Shot Noise Analysis

This notebook analyzes the shot noise from TFA and MRFA analyses as discussed in Kantnerova et al. (2024)

Author

Kantnerova et al. (2024)

Published

October 2, 2025

Setup

Using R version 4.5.0 (2025-04-11) , tidyverse version 2.0.0, and isoorbi version 1.5.1.

# load packages
library(isoorbi) # for orbitrap function
library(dplyr) # for mutating data frames
library(forcats) # for recoding factors
library(ggplot2) # for data visualization
library(cowplot) # arrange multipanel plots

Trifluoroacetate (TFA)

Data from RAW (recommended)

# read files
raw_files <- 
  "data/shot_noise/tfa" |>
  orbi_find_raw() |>
  orbi_read_raw(include_spectra = c(1, 10, 100)) |>
  orbi_aggregate_raw() |>
  orbi_identify_isotopocules("data/shot_noise/tfa/isotopologs.tsv") |>
  orbi_filter_isotopocules()

✔ [109ms] orbi_read_raw() read TFA_1E4_AGC.raw from cache, included the spectra
from 3 scans

✔ [33ms] orbi_read_raw() read TFA_M0_1uscan_120kRes.raw from cache, included
the spectra from 3 scans

✔ [38ms] orbi_read_raw() read TFA_M0_1uscan_15kRes.raw from cache, included the
spectra from 3 scans

✔ [238ms] orbi_read_raw() finished reading 3 files

✔ [237ms] orbi_aggregate_raw() aggregated file_info (3), scans (17.51k), peaks
(91.64k), and spectra (2.08k) from 3 files using the standard aggregator

! [615ms] orbi_identify_isotopocules() identified 52.40k/91.64k peaks (57%)
representing 100% of the total ion current (TIC) as isotopocules M0, 13C, and
18O but encountered 2 warnings
  → ! isotopocule 18O matches multiple peaks in some same scans (5
  multi-matched peaks in total) - make sure to run orbi_flag_satellite_peaks()
  and orbi_plot_satellite_peak()
  → ! isotopocule 18O is missing from some scans (143 missing peaks in total) -
  make sure to evaluate coverage with e.g. orbi_plot_isotopocule_coverage()

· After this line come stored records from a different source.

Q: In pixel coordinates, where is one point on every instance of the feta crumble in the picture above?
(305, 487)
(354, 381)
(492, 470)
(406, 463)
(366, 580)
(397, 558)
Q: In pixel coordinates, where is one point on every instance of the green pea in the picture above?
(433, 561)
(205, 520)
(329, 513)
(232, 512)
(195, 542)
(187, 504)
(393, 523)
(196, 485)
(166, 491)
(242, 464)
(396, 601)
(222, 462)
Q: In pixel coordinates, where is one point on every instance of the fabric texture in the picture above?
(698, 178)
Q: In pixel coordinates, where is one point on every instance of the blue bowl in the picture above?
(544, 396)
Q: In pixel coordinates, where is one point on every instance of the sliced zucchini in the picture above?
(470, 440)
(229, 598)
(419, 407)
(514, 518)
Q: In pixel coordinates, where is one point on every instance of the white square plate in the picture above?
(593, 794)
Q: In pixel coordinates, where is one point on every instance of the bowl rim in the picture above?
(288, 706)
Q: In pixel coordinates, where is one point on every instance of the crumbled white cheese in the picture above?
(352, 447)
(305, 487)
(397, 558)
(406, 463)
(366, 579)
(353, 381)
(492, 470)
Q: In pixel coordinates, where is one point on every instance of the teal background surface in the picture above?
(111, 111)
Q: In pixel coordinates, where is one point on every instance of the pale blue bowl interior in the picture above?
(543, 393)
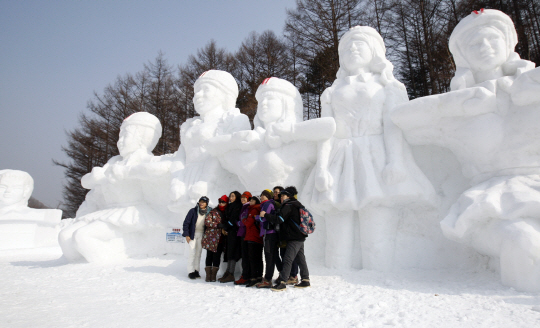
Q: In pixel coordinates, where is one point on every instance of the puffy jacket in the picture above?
(252, 230)
(188, 228)
(286, 217)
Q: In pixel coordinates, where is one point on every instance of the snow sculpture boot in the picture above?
(213, 273)
(208, 271)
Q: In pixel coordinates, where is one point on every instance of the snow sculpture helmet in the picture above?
(462, 47)
(148, 130)
(222, 80)
(378, 64)
(291, 100)
(15, 187)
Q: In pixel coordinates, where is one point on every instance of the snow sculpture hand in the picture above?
(393, 174)
(285, 130)
(324, 180)
(249, 140)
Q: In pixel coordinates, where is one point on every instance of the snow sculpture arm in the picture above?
(421, 118)
(323, 178)
(526, 88)
(394, 170)
(312, 130)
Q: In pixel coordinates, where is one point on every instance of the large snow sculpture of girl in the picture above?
(122, 201)
(195, 172)
(282, 147)
(366, 169)
(490, 122)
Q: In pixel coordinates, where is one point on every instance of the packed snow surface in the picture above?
(42, 289)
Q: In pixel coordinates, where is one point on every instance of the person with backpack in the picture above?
(246, 268)
(254, 241)
(212, 239)
(289, 220)
(193, 230)
(230, 229)
(270, 240)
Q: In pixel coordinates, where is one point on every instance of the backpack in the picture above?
(307, 225)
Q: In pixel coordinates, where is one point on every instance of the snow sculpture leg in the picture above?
(99, 242)
(378, 228)
(520, 256)
(340, 239)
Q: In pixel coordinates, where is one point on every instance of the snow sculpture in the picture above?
(21, 226)
(490, 122)
(366, 169)
(195, 172)
(127, 200)
(282, 147)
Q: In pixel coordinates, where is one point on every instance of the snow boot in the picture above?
(279, 287)
(214, 271)
(303, 284)
(208, 271)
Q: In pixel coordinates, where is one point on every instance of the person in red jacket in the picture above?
(254, 241)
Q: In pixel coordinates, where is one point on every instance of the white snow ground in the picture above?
(41, 289)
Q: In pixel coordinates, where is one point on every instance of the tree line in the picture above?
(416, 34)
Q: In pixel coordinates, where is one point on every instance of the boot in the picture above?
(225, 276)
(208, 271)
(214, 271)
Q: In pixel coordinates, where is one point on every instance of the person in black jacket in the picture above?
(289, 218)
(230, 229)
(193, 230)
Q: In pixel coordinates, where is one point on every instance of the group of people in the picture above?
(241, 227)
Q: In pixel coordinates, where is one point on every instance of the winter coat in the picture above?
(286, 217)
(212, 234)
(191, 220)
(252, 230)
(267, 227)
(232, 216)
(243, 216)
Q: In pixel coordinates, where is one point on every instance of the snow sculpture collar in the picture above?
(290, 98)
(222, 80)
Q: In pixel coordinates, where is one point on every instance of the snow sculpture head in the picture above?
(361, 49)
(15, 188)
(214, 89)
(278, 101)
(482, 42)
(139, 131)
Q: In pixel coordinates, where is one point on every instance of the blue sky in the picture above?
(55, 54)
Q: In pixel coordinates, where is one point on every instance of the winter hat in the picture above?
(221, 79)
(147, 120)
(477, 19)
(268, 193)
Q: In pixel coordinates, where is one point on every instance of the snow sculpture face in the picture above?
(361, 48)
(357, 53)
(140, 131)
(15, 188)
(214, 89)
(277, 101)
(483, 40)
(486, 50)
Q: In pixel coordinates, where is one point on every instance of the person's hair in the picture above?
(238, 196)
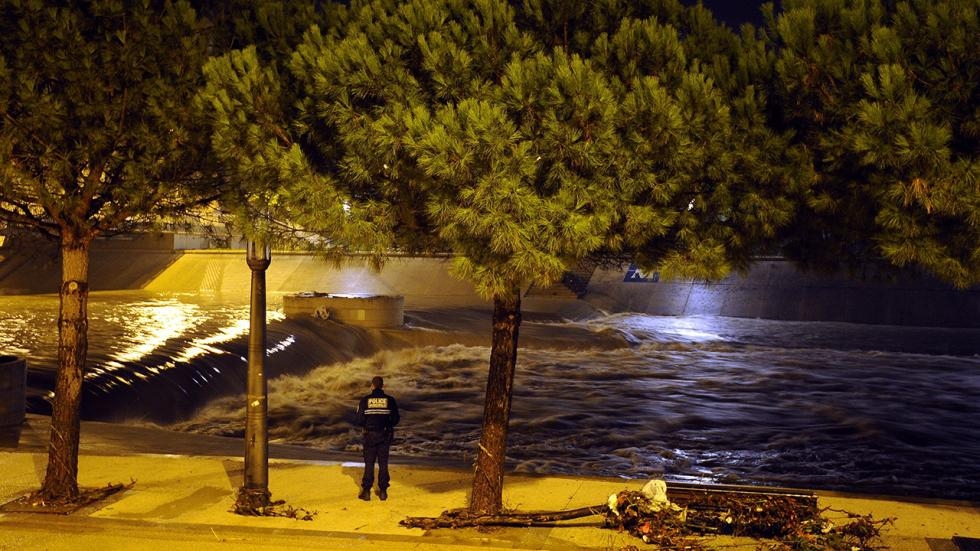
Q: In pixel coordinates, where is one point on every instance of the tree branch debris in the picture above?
(789, 520)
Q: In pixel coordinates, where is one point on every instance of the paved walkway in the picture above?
(182, 500)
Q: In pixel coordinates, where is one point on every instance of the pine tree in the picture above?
(96, 137)
(884, 95)
(523, 151)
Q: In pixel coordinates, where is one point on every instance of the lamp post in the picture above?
(255, 490)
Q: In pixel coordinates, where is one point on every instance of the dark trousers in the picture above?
(375, 450)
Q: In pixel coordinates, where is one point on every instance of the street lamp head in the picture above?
(258, 254)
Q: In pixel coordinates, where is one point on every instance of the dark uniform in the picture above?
(377, 414)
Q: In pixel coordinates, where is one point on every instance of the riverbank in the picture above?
(182, 493)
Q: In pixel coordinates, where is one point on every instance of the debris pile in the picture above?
(789, 520)
(792, 520)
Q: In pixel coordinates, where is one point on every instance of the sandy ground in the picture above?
(181, 494)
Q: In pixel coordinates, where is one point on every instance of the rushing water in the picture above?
(876, 409)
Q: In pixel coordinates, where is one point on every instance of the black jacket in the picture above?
(377, 411)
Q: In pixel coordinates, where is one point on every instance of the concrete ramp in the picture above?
(424, 282)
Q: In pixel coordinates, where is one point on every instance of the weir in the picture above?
(772, 289)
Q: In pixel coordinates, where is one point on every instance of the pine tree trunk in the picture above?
(61, 478)
(488, 481)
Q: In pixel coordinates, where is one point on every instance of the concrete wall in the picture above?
(775, 289)
(772, 289)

✔ [7ms] orbi_filter_isotopocules() removed 39.38k / 91.79k peaks (43%) because
they were missing isotopocules (143), or unidentified peaks (39.24k). Remaining
isotopocules: M0, 13C, and 18O.

Bonus Figure: TFA Spectra

raw_files |> orbi_plot_spectra()

Data from ISOX (legacy)

# originally, this is how the data was read in
isox_files <-
  "data/shot_noise/tfa" |>
  orbi_find_isox() |>
  orbi_read_isox() |>
  orbi_simplify_isox()

Shot noise calculation

# pre-process data
data_tfa <- raw_files |>
  orbi_flag_satellite_peaks() |>
  orbi_flag_weak_isotopocules(min_percent = 10) |>
  orbi_flag_outliers(agc_fold_cutoff = 2) |>
  orbi_define_basepeak("M0")

✔ [382ms] orbi_flag_satellite_peaks() flagged 5/52.40k peaks in 1 isotopocule
(18O) as satellite peaks (0.0095%)

✔ [13ms] orbi_flag_weak_isotopocules() confirmed there are no weak
isotopocules: all are detected in at least 10% of scans in each of the 9 data
groups (based on uidx, compound, and isotopocule)

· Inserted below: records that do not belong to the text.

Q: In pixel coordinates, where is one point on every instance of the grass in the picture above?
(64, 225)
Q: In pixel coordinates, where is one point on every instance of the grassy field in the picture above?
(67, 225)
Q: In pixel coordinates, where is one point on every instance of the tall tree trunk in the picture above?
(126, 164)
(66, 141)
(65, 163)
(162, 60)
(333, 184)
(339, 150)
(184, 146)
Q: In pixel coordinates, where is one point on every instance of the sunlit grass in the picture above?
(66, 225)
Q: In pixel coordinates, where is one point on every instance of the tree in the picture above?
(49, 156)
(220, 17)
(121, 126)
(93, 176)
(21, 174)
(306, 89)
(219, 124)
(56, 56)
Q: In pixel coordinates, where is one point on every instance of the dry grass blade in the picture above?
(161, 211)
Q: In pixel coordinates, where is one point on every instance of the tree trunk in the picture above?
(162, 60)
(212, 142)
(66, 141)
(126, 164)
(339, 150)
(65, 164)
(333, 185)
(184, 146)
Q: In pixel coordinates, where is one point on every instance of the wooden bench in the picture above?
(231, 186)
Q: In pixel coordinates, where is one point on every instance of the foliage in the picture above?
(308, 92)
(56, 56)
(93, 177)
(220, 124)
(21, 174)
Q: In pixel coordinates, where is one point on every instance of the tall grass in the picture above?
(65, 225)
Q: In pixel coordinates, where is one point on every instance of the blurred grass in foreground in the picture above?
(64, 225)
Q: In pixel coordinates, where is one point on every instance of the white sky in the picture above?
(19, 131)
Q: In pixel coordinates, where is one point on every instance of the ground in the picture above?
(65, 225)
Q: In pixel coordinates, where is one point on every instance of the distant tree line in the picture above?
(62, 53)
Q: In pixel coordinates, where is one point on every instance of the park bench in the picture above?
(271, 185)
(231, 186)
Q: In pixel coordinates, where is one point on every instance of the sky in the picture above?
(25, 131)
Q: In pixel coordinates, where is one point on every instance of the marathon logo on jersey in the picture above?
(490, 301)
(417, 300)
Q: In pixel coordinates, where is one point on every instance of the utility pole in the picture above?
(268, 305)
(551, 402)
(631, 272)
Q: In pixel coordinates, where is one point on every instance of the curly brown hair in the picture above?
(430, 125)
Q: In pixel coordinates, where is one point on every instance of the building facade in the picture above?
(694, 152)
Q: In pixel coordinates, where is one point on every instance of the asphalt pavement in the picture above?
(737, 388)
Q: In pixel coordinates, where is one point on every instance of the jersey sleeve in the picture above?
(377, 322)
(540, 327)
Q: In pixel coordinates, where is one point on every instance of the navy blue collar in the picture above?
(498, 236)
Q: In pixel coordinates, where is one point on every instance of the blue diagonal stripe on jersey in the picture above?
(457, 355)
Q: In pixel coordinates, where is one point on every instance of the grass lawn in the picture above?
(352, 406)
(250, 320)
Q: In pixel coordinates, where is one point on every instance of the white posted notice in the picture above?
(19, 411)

✔ [9ms] orbi_flag_outliers() confirmed that none of the 17513 scans are
outliers based on 2 fold AGC cutoff, i.e. based on scans below 1/2 and above 2
times the average number of ions tic * it.ms in the Orbitrap analyzer, in 3
data groups (based on uidx)

✔ [661ms] orbi_define_basepeak() set M0 as the ratio denominator and calculated
34.89k ratio values for 2 isotopocules (13C and 18O)


# calculate shotnoise
shot_noise_tfa <- 
  data_tfa |>
  orbi_analyze_shot_noise() |>
  orbi_export_data_to_excel("output/shot_noise_tfa.xlsx")

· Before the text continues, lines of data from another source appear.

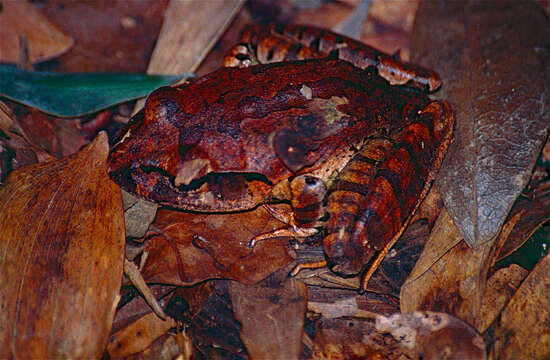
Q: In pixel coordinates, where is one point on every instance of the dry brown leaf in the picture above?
(109, 35)
(44, 40)
(138, 214)
(500, 288)
(353, 338)
(61, 255)
(494, 61)
(210, 322)
(190, 248)
(190, 29)
(165, 347)
(533, 211)
(522, 332)
(272, 316)
(388, 26)
(432, 336)
(138, 336)
(449, 276)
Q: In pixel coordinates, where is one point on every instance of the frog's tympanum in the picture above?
(352, 147)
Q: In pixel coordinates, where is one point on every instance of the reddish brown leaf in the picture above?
(522, 332)
(272, 316)
(449, 276)
(61, 252)
(109, 35)
(194, 247)
(533, 211)
(500, 288)
(431, 335)
(353, 338)
(44, 40)
(494, 61)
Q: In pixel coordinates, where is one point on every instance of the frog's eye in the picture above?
(310, 180)
(291, 150)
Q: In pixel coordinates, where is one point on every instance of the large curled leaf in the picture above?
(61, 255)
(522, 332)
(494, 60)
(77, 94)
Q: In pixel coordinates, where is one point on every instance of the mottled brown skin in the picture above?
(379, 190)
(276, 43)
(245, 121)
(312, 132)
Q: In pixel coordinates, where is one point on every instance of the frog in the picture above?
(348, 149)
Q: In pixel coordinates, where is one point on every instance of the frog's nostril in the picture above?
(311, 180)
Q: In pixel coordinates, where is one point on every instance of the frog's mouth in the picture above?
(214, 192)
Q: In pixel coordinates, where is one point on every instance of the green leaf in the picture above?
(77, 94)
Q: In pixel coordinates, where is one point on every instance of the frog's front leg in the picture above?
(307, 193)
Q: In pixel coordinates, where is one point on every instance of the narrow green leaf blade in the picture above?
(77, 94)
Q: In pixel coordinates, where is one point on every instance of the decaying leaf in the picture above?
(44, 40)
(189, 248)
(533, 211)
(185, 38)
(272, 316)
(61, 252)
(494, 61)
(418, 335)
(138, 214)
(500, 288)
(430, 335)
(210, 323)
(353, 338)
(449, 276)
(138, 336)
(522, 332)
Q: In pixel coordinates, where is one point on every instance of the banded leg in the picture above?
(275, 43)
(400, 184)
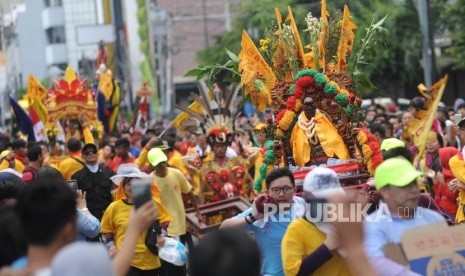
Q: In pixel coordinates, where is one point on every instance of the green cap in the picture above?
(156, 156)
(395, 172)
(392, 143)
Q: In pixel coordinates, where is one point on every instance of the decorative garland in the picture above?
(304, 79)
(372, 156)
(269, 158)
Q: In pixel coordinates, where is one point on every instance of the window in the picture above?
(53, 3)
(56, 35)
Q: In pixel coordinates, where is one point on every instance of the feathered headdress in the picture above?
(282, 72)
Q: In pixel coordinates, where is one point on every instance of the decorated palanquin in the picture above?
(69, 99)
(316, 111)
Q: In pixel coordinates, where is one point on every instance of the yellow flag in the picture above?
(252, 65)
(70, 75)
(420, 126)
(346, 41)
(324, 34)
(295, 32)
(105, 84)
(35, 96)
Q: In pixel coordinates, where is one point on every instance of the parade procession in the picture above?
(298, 138)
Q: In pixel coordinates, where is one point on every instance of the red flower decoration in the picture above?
(290, 103)
(280, 116)
(298, 92)
(305, 81)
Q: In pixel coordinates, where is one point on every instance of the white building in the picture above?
(46, 39)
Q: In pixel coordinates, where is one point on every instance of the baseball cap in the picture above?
(128, 171)
(4, 154)
(259, 127)
(89, 146)
(462, 122)
(156, 156)
(322, 183)
(395, 172)
(392, 143)
(163, 145)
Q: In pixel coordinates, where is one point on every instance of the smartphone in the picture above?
(457, 118)
(73, 185)
(316, 209)
(141, 192)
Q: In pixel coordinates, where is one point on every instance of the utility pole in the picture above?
(428, 48)
(205, 24)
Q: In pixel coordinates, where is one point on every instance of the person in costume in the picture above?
(224, 177)
(313, 135)
(173, 186)
(457, 166)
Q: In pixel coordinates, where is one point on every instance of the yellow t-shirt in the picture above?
(115, 220)
(171, 187)
(70, 166)
(301, 239)
(19, 166)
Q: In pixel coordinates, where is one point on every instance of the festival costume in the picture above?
(282, 73)
(115, 220)
(319, 129)
(229, 178)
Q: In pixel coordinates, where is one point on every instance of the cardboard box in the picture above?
(434, 250)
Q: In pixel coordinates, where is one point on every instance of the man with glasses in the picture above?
(172, 184)
(396, 181)
(269, 218)
(94, 180)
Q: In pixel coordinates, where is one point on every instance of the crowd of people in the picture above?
(50, 227)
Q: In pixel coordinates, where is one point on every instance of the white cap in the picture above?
(322, 183)
(129, 171)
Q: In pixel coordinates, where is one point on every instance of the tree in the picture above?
(393, 71)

✔ [13ms] orbi_analyze_shot_noise() analyzed the shot noise for 34.88k ratios
(excluding 5 flagged peaks)

✔ [2.7s] orbi_export_data_to_excel() exported the dataset (34.88k rows, 26
columns) to output/shot_noise_tfa.xlsx

Bonus Figure: TFA satellite peaks

data_tfa |> orbi_plot_satellite_peaks()

Bonus Figure: TFA isotopocule coverage

data_tfa |> orbi_plot_isotopocule_coverage()

Bonus Figure: TFA ratios

data_tfa |> orbi_plot_raw_data(y = ratio)

Figure 10: TFA shotnoise vs counts/time

# individual plots
tfa_vs_ions <-
  shot_noise_tfa |>
  orbi_filter_isox(filename = "TFA_M0_1uscan_15kRes") |>
  orbi_plot_shot_noise(x = "n_effective_ions") +
  labs(title = "vs counts") +
  theme(plot.title = element_text(hjust = 0.5))

tfa_vs_time <-
  shot_noise_tfa |>
  orbi_filter_isox(filename = "TFA_M0_1uscan_15kRes") |>
  orbi_plot_shot_noise(permil_target = 1) +
  labs(title = "vs time") +
  theme(plot.title = element_text(hjust = 0.5))

# combine
plot_grid(
  tfa_vs_ions + theme(legend.position.inside = c(0.85, 0.74)), 
  tfa_vs_time + theme(legend.position = "none"),
  align = "h", nrow = 1, axis = "tb"
)

Figure 5: Shot noise vs counts and vs time.

Extended Data Figure 6: TFA shotnoise at different IT

shot_noise_tfa |>
  orbi_filter_isox(filename = c("TFA_1E4_AGC", "TFA_M0_1uscan_15kRes")) |>
  # change color legend
  mutate(
    IT_info = filename |>
      fct_recode(
        "IT = 0.03 ms" = "TFA_1E4_AGC",
        "IT = 0.75 ms" = "TFA_M0_1uscan_15kRes"
      )
  ) |>
  orbi_plot_shot_noise(color = "IT_info") +
  # wrap by the ratio label
  facet_wrap(~ratio_label) +
  theme(legend.position = c(0.41, 0.75))

Extended Data Figure 7: TFA shotnoise at different resolutions

shot_noise_tfa |>
  orbi_filter_isox(filename = c("TFA_M0_1uscan_120kRes", "TFA_M0_1uscan_15kRes")) |>
  # change color legend
  mutate(
    res_info = filename |>
      fct_recode(
        "res. = 120k" = "TFA_M0_1uscan_120kRes",
        "res. = 15k" = "TFA_M0_1uscan_15kRes"
      )
  ) |>
  orbi_plot_shot_noise(color = "res_info") +
  # wrap by the ratio label
  facet_wrap(~ratio_label) +
  theme(legend.position = c(0.42, 0.75))

Figure 7: Shot noise at different resolutions.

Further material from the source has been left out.